それでも引退をせず、今シーズンも選手を続けることにしたのは、応援して下さる方々がいるからです。シンプルにこれだけでした。

家族はもちろんのこと、友人、これまでお世話になった先生、職場の方、元同僚の方、保育園・学童で携わった子達、指導させて頂いた高校生や顧問の先生、保護者。今ではパートナーとして応援して下さる企業様や個人の方もいてくれてます。
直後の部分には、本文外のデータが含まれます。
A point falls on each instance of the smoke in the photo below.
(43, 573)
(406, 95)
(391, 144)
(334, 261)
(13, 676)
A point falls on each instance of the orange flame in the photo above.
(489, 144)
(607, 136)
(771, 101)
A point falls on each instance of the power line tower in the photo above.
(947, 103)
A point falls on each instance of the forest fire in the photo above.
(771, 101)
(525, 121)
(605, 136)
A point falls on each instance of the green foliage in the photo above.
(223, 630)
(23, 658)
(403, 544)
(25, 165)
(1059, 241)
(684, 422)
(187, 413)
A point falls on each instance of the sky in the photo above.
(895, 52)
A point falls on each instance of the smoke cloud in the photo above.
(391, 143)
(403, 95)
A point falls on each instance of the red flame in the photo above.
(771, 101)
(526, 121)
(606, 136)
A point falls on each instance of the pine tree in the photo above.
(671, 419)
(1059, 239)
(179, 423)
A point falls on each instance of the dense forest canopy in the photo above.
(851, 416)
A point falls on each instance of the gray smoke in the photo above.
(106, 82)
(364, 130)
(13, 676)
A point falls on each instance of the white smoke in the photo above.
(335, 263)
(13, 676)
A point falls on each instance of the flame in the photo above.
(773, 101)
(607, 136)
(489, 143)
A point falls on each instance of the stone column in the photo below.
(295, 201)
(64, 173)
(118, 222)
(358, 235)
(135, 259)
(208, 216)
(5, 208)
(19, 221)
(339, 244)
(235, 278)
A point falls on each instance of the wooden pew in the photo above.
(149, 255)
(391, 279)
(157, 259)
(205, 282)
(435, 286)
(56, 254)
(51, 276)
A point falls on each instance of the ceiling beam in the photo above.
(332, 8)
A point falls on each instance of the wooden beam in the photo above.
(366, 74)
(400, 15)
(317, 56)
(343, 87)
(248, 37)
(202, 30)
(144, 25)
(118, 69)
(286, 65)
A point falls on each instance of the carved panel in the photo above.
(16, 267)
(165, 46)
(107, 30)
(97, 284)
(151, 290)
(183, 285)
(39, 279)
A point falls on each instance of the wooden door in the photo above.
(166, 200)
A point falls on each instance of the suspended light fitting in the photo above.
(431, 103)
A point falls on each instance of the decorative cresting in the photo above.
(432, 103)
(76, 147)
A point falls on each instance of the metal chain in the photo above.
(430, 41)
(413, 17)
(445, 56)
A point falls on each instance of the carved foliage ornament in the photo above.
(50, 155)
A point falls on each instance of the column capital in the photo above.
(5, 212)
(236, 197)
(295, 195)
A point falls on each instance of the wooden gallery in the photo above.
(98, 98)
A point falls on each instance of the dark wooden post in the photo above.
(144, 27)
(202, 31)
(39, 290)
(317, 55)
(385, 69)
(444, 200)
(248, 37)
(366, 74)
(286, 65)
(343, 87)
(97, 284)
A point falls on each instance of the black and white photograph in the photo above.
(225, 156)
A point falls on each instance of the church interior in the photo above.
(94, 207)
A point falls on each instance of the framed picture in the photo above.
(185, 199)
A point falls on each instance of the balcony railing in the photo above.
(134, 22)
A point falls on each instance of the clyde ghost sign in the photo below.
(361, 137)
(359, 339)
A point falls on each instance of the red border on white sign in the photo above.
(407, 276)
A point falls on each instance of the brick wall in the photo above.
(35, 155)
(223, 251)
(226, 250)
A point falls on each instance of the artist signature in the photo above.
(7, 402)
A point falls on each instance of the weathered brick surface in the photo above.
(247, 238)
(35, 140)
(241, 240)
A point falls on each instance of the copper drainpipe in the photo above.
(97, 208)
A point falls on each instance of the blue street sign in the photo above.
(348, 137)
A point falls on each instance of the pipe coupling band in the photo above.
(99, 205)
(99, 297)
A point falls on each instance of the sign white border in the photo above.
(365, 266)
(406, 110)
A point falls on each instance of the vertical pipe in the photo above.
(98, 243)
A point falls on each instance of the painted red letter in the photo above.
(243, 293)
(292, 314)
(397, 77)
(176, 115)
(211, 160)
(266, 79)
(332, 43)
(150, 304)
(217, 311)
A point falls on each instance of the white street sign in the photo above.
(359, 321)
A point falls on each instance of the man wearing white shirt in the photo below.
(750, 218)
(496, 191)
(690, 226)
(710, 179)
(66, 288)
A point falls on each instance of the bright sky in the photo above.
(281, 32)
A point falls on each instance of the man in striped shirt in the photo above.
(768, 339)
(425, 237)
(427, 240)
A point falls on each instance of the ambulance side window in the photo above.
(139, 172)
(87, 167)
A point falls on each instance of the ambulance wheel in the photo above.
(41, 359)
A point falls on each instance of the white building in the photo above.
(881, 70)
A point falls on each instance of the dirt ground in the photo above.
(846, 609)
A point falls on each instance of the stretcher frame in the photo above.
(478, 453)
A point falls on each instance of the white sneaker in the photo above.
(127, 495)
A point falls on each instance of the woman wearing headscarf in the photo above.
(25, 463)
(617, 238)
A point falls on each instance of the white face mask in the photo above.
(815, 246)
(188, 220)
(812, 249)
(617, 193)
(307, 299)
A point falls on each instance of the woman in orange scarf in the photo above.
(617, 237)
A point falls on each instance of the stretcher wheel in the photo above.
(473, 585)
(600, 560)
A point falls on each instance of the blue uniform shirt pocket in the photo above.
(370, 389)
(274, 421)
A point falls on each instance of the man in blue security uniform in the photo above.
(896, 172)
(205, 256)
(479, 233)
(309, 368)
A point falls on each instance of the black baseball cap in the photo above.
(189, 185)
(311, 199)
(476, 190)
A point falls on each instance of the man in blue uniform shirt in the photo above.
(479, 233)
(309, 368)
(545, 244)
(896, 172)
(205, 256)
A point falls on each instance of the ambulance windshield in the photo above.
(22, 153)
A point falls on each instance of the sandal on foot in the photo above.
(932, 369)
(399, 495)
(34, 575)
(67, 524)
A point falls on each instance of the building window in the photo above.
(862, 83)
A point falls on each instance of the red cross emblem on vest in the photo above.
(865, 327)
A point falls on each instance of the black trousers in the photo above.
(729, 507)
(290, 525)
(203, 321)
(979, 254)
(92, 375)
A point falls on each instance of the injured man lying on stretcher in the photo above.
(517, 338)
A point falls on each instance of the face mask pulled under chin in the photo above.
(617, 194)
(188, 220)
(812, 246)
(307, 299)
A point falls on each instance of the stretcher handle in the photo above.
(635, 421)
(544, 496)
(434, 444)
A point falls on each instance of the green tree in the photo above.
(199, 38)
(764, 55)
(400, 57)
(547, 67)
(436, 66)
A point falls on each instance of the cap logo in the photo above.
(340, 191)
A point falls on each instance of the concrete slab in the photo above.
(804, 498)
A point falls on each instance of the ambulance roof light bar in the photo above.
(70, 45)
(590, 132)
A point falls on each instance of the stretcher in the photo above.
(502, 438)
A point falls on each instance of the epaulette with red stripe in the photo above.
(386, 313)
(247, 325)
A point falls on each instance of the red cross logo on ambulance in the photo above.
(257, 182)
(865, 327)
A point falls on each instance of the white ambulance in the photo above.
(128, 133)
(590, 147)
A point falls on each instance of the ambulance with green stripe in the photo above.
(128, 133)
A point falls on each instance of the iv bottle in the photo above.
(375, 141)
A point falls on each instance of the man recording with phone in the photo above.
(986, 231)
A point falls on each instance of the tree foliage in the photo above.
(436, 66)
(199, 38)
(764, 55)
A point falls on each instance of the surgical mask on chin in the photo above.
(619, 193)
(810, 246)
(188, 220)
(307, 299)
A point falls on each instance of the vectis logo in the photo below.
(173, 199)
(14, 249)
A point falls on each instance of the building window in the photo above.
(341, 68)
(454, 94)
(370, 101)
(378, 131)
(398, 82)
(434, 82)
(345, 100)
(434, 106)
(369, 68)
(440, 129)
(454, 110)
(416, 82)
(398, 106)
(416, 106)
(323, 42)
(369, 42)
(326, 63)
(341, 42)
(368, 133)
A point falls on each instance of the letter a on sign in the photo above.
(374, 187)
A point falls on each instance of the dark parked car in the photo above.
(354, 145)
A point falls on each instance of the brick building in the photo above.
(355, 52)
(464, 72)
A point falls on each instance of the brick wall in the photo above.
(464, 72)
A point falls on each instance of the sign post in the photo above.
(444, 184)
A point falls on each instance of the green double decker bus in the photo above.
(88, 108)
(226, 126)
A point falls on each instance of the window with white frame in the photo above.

そんな方々から幸いにも『プレイから想いが伝わる』との声を多く頂けました。

その言葉が僕がプレイを続ける理由であり、支えです。

3度目の競技人生をスタートさせたとき、『感謝を表現する』と言って契約しました。僕はもうワンシーズン感謝を表現させて頂きたいと、それが今シーズンの契約に至った考えであり、想いです。

契約をしたときに、『ボールと人と心が動くハンドボールを。Play 4 OKINAWA』とコメントを出しました。現在、三重バイオレットアイリスの監督で、コラソンの元監督である黄さんの言葉をお借りしました。僕自身が非常に感銘を受けた言葉です。

黄さんはいつも僕らに『ボールと人が動くハンドボールをするんだ!』と熱心に指導してくれました。凄い選手が個人技で一点取るよりも、みんなで動いて、ボールを回して、粘り強く取った点は嬉しいんだよと日頃から仰っていました。そして、黄さんとの最後の試合前、『いつも通り、ボールと人が動くハンドボールで今日は観てくれてる人の心を動かすんだ!』と。この一言で僕の心は完全に試合に入っていくことができました。

そんな師のお言葉をお借りして、今シーズンのコメントとさせて頂きました。

一試合一試合を最後だと思って戦います。プレイ一つ一つに真心を込めます。感謝を表現します。そして応援して下さる全ての人の心を少しでも動かせるようなシーズンにしたいと思います。